En leur tendant l'oreille, Orna Donath a recueilli des témoignages bouleversants de sincérité, emplis d'affects et de contradictions. A travers ces voix qui disent l'indicible, l'autrice bouscule les stéréotypes de genre - millénaires - dont les femmes font l'objet, qu'elles soient mères ou non. Voici quatre bonnes raisons de se jeter sur ce livre qui brise les tabous.

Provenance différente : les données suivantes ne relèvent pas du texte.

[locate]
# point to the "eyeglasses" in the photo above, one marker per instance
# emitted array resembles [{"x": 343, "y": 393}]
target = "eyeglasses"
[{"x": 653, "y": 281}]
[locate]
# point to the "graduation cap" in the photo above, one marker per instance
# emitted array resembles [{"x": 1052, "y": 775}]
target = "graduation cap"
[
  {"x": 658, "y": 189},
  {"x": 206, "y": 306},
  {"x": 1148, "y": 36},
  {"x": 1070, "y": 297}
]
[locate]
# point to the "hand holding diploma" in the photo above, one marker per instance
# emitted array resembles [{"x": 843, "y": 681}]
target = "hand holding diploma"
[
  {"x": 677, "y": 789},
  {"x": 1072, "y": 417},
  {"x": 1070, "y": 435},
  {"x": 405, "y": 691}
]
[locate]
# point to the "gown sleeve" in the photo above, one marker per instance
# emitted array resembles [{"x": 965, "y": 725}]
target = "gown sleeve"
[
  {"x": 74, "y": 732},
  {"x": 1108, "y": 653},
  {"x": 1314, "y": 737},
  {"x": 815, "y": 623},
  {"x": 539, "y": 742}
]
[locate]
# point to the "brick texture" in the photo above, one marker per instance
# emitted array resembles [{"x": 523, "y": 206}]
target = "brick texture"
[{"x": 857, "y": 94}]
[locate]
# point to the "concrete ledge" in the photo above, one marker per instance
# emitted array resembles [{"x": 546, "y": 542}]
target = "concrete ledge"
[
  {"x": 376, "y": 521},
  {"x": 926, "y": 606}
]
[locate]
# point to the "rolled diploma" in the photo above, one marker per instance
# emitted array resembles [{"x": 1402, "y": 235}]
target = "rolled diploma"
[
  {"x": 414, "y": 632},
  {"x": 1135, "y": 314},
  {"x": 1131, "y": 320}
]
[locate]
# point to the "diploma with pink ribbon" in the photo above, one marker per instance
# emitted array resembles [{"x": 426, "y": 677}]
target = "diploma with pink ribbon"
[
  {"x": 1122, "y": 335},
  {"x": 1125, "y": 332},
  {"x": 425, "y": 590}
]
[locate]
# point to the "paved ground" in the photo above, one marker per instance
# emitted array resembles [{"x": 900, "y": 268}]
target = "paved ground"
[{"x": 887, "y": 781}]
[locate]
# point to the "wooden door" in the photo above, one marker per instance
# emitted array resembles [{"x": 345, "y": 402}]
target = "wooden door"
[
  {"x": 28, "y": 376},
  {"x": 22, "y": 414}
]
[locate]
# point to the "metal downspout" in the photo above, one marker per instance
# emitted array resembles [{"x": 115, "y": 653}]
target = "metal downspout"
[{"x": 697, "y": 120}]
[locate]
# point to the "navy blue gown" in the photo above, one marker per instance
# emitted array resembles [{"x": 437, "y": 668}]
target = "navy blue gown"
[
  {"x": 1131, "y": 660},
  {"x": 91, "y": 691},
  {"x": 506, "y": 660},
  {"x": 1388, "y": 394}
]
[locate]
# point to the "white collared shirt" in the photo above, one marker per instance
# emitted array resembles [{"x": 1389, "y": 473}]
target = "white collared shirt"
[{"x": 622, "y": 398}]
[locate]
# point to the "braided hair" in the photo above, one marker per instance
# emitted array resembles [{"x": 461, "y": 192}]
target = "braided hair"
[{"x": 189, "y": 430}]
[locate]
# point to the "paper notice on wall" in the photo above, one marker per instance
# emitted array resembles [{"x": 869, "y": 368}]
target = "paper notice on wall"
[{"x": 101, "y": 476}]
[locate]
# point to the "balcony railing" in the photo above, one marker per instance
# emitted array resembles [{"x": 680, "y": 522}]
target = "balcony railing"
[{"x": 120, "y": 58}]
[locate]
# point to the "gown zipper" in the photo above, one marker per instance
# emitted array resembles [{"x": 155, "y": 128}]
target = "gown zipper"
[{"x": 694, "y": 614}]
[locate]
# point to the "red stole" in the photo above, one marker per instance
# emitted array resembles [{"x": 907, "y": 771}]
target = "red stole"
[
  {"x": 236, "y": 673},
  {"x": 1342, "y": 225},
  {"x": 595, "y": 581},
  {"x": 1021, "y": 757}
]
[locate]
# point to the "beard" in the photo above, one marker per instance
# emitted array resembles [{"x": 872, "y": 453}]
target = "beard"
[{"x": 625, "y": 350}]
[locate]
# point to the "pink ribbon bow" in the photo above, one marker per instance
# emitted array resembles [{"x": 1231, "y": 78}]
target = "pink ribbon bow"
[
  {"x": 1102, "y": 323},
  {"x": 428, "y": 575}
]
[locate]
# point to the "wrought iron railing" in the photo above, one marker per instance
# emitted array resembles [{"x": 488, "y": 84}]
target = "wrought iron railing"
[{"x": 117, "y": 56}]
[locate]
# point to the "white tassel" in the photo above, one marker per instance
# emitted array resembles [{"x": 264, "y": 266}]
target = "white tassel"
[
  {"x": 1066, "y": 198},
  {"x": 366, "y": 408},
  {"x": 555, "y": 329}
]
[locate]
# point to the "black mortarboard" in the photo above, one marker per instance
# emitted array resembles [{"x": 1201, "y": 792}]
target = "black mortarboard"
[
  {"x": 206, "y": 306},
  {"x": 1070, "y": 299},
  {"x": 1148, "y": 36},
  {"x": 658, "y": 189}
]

Parce qu'il libère la voix des femmes invisibles

La voix des mères.
La voix des mères.

Ces femmes invisibles, ce sont les mères qui n'osent pas parler, ou que l'on n'écoute pas. Celles qui se sont retrouvées enceintes sans y avoir vraiment réfléchi, ou bien par obligation, sous l'effet de pressions considérables (sociales, familiales, conjugales, rayez la mention inutile), se sont simplement "laissées porter par le courant", celles qui se sont dit qu'il fallait faire comme tout le monde, car devenir mère, quand on est une femme, "c'est normal"... La mère, en 2019, est encore madone. On la sacralise : ce n'est pas juste conventionnel de le devenir, non, c'est un miracle. La maternité est une chance et celles qui disent le contraire ont un problème.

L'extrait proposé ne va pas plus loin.